La préparation a été documentée sur la chaîne vidéo officielle de l’équipe, avec des images des tentatives. C’est un point intéressant, parce que ça montre le temps long derrière un chiffre qui circule en une ligne sur les réseaux. La nuance, c’est qu’une communication bien montée ne remplace pas des données complètes de protocole, mais elle permet au moins de suivre la logique, partir d’une base abîmée, corriger, tester, puis revenir sur le sable avec une moto cohérente.

Pendine Sands impose ses règles à 212 km/h sur un demi-mile
Le record annoncé s’appuie sur une vitesse de 212 km/h sur un demi-mile, et une seconde mesure à 172,2 km/h sur un quart de mile. Deux distances, deux lectures. Le quart de mile donne une idée de l’efficacité à l’accélération et de la traction, le demi-mile raconte la capacité à continuer à prendre de la vitesse sans se désunir. Sur du sable, la progression n’a rien d’évident, la moindre perte d’adhérence se paie cash.
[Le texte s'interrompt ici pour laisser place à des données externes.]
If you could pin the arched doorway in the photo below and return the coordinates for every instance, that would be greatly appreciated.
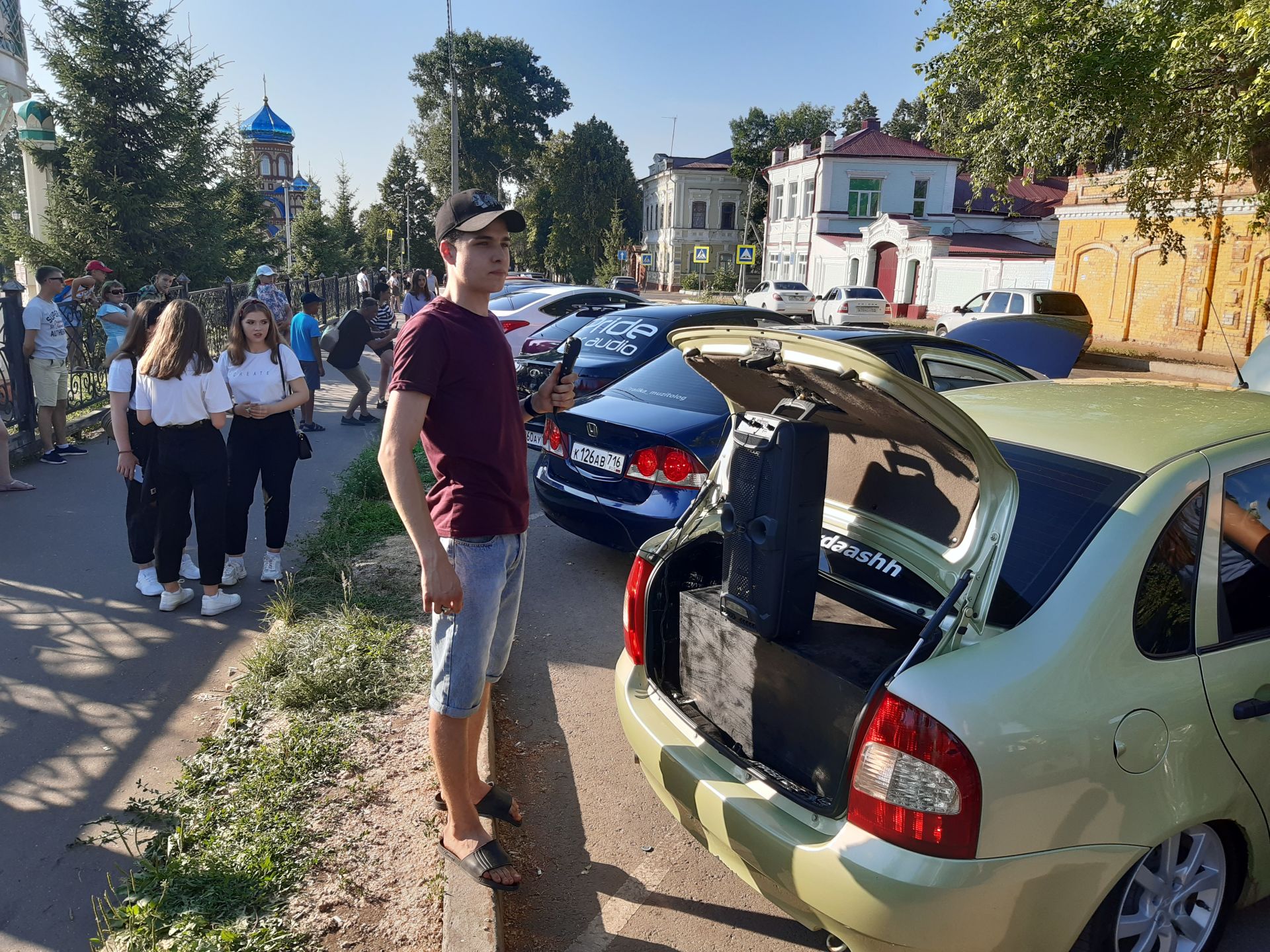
(884, 270)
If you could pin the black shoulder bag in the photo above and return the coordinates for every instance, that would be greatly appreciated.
(306, 448)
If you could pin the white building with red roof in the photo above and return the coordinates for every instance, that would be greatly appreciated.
(870, 208)
(690, 202)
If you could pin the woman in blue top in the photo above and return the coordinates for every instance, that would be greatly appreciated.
(114, 315)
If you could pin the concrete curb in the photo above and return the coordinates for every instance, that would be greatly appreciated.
(473, 916)
(1203, 374)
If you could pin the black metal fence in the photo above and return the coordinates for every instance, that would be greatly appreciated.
(87, 338)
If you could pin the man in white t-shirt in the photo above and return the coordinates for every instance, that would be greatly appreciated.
(45, 347)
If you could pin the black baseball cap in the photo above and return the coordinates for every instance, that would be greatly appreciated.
(472, 211)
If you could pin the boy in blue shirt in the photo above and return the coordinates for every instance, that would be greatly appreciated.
(306, 342)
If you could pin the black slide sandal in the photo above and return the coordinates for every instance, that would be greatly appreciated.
(495, 805)
(482, 861)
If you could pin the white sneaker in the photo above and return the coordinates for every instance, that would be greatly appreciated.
(234, 573)
(220, 602)
(272, 569)
(148, 583)
(172, 601)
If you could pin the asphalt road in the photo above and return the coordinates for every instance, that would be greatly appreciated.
(98, 691)
(591, 884)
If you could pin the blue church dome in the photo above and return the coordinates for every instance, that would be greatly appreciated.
(267, 126)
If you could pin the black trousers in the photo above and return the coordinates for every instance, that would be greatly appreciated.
(142, 509)
(190, 463)
(263, 451)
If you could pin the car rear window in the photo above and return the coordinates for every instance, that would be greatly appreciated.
(668, 381)
(1061, 305)
(1062, 504)
(622, 334)
(516, 301)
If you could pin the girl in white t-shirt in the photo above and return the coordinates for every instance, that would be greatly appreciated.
(266, 382)
(136, 446)
(182, 393)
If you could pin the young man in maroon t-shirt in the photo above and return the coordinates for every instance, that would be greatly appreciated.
(454, 386)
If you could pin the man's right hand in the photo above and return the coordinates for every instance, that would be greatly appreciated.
(443, 592)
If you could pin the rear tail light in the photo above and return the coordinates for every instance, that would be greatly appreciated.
(633, 610)
(915, 785)
(553, 440)
(667, 466)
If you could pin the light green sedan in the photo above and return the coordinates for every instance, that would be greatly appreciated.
(1032, 709)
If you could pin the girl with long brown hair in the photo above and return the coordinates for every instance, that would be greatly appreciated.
(183, 394)
(266, 382)
(136, 447)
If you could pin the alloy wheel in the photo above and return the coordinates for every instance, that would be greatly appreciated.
(1174, 900)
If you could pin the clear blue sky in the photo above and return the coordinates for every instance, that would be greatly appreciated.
(337, 70)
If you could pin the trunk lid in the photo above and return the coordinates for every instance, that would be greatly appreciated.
(910, 473)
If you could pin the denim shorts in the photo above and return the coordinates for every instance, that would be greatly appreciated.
(470, 649)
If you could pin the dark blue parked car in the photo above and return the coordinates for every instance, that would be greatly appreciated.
(625, 463)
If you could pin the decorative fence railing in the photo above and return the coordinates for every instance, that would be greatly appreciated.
(87, 340)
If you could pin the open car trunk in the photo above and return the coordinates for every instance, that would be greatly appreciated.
(907, 512)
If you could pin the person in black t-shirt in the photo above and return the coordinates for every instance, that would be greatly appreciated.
(355, 334)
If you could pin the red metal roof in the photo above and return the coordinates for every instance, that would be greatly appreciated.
(968, 243)
(874, 143)
(1035, 200)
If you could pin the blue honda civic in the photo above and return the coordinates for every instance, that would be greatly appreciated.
(624, 463)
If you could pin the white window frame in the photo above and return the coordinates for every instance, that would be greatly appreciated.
(874, 205)
(923, 201)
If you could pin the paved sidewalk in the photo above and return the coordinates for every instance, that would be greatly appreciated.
(98, 691)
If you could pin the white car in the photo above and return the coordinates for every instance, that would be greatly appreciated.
(853, 303)
(530, 309)
(790, 298)
(1016, 302)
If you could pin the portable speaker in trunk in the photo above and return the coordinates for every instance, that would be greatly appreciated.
(771, 522)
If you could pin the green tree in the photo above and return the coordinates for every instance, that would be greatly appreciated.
(614, 240)
(15, 227)
(506, 98)
(135, 131)
(1164, 91)
(857, 112)
(756, 134)
(400, 188)
(577, 183)
(374, 223)
(313, 245)
(244, 218)
(343, 223)
(908, 121)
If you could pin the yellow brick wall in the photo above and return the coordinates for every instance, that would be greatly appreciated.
(1136, 296)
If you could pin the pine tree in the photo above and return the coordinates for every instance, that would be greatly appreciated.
(343, 223)
(245, 218)
(124, 172)
(13, 200)
(615, 239)
(403, 186)
(313, 247)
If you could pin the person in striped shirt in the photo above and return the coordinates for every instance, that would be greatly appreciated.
(382, 324)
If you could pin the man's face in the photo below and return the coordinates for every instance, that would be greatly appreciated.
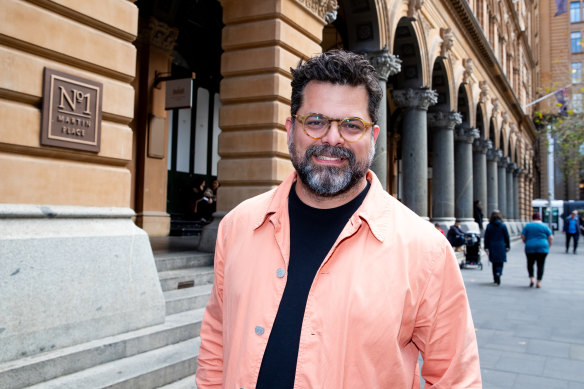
(330, 165)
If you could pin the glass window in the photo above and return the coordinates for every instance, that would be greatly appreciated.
(576, 72)
(575, 11)
(577, 102)
(576, 39)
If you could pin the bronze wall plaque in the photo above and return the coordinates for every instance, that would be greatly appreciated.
(71, 115)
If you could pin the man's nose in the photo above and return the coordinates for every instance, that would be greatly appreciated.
(333, 136)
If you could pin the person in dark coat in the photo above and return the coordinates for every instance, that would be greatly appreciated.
(497, 244)
(477, 213)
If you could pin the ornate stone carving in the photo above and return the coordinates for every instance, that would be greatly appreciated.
(326, 9)
(444, 120)
(467, 135)
(505, 120)
(385, 64)
(496, 107)
(414, 7)
(447, 41)
(494, 155)
(158, 34)
(503, 161)
(484, 96)
(482, 145)
(468, 70)
(415, 98)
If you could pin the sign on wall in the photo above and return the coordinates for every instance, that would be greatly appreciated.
(71, 115)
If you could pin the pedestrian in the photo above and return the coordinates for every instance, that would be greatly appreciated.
(477, 213)
(572, 228)
(538, 240)
(437, 226)
(497, 244)
(327, 281)
(456, 236)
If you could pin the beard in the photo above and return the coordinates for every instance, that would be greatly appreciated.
(328, 181)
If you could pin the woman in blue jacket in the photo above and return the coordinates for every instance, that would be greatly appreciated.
(497, 244)
(538, 239)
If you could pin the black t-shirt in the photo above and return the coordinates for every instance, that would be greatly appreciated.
(313, 232)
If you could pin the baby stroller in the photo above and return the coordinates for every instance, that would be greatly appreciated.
(472, 251)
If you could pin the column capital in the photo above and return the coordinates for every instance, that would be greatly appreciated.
(385, 64)
(493, 155)
(325, 9)
(503, 161)
(444, 120)
(481, 145)
(466, 135)
(415, 98)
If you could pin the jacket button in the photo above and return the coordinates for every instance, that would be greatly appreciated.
(280, 272)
Pendine, ce n’est pas une piste neutre. Le site est associé à l’âge des records, et il garde une aura particulière dans l’imaginaire britannique. On rappelle souvent qu’en 1924, Malcolm Campbell y a signé 235,22 km/h sur quatre roues, un repère historique qui situe le lieu. Mettre une moto moderne dans cette continuité, c’est aussi accepter la comparaison, pas sur la vitesse brute, mais sur l’idée de pousser une machine sur une bande de sable exposée au vent et aux marées.
Le fondateur de l’atelier, Jody Millhouse, insiste sur ce point, on est « à la merci de la surface », le sable change constamment et aucune tentative ne se ressemble. Il souligne aussi la rareté croissante de ces événements, entre contraintes administratives et fenêtres météo. C’est là que la critique doit rester posée, la rareté renforce le prestige, mais elle limite aussi les opportunités de répéter, d’affiner, de consolider un record sur plusieurs sessions comparables.
Roues carbone et échappement Akrapovic, des choix orientés vitesse
Avant les runs, la moto reçoit des roues en fibre de carbone et un échappement Akrapovic. Sur le papier, ce sont des pièces connues du monde de la performance, mais leur intérêt dépend du contexte. Les roues carbone peuvent réduire l’inertie et aider la moto à monter en vitesse plus vite, tout en participant à la précision de comportement. Sur une surface instable, le gain ne se résume pas à un chiffre, il se joue aussi dans la confiance du pilote quand la moto bouge.
L’échappement, lui, s’inscrit dans une logique d’optimisation globale. Ce type d’élément peut contribuer à la respiration du moteur et à la masse, mais il n’explique pas à lui seul une pointe à plus de 200 km/h sur sable. Le résultat vient d’un ensemble, position, stabilité, gestion de la motricité, et capacité à tenir la trajectoire. C’est souvent là que les préparations « Instagram » s’arrêtent, elles séduisent à l’il, mais ne sont pas pensées pour encaisser une vraie tentative.
Ce projet illustre aussi la stratégie de Triumph autour de la vitesse, une thématique que la marque met en avant dans son récit, des premières tentatives sur Pendine aux programmes plus extrêmes. La Land Speed Bobber joue dans une autre catégorie que les streamliners, mais elle parle au public, parce qu’elle part d’une silhouette identifiable. Et c’est peut-être le plus intéressant, une moto custom, généralement associée au style, qui va chercher une ligne droite, du sable, et un chiffre mesuré.